Being Mortal: How to Have the Difficult Discussions

02. January 2018 TIPS & TRICKS 0
Being Mortal: How to Have the Difficult Discussions

Reading Being Mortal by Atul Gawande has been an incredible experience. As he copes with the loss of his father, Atul Gawande explores what we do wrong when we approach end of life decision making for terminally ill patients. I was immeasurably touched and immensely grateful that he bared his wounds to the world, in attempts to teach us all a thing or two about how to become better physicians. Technological advances in medicine have created more options than ever before, and this certainly isn’t without its challenges. We run the risk of causing more damage than healing. “Doctors, uncomfortable discussing patients’ anxieties about death, fall back on false hopes and treatments that are actually shortening lives instead of improving them. And families go along with all of it.” As he puts it, “the power of medicine will always remain finite”. Our role as physicians is not simply to ensure health and survival with our toolbox of treatments, but to enable well-being.

Dr. Gawande shares with us his pearls of wisdom, a series of questions that are necessary to ask in order to understand the patient’s wishes, and adapt their care accordingly. To do justice by our patients is to create a safe space where these questions my be addressed freely, without coercion, judgement, or input from our personal biases. Let us shed any hint of paternalism, and avoid overwhelming our patients with statistics and lists of what our toolbox has to offer. Instead, let us make our patients feel truly heard and understood by engaging them in a discussion of what is important and valuable to them. Only then can we comprehend what we can offer as physicians, in order to respect these desires. Only then, can we truly do our patients justice at the most vulnerable time of their life.

Whenever a serious, irreversible sickness or injury strikes and the body breaks down, these questions are vital:

  1. What is your understanding of the situation and its potential outcomes?

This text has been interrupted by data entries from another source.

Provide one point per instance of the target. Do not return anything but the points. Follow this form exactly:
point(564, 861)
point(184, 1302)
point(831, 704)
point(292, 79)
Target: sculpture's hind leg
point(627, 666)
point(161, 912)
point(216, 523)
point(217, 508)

I cannot tell you how many times I’ve walked into a room, and a patient with metastatic cancer has not been made to understand that there is no cure… only ways to buy time with the best quality of life we can achieve.
  2. What are your fears and what are your hopes? 
  3. What are the trade-offs you are willing to make and not willing to make? 
  4. What is the best course of action that serves this understanding? 

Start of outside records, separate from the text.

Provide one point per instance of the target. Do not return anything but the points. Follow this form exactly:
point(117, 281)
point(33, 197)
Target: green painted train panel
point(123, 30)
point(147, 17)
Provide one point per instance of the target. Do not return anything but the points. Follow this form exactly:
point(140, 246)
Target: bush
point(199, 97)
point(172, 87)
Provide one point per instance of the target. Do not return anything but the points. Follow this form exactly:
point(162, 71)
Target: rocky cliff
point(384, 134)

In no way will these discussions be easy. However, all it takes is one discussion to shape how this person and his/her family will experience their death. That, is one powerful discussion.

As life approaches its end, we all have the need to “share memories with our loved ones, pass on wisdoms, settle relationships, establish our legacies, ensure that those left behind will be okay”, and perhaps more importantly, grow ever closer to our Creator in so doing. Imagine if, as physicians, we are able to mobilize the teams and apply the treatment approaches necessary to grant this to each and every single one of our terminally ill patients, no matter our specialty. Now that, is a powerful idea we should aspire to make a reality.

 

Reference:

Gawande, Atul. Being mortal. Anchor Canada, 2017.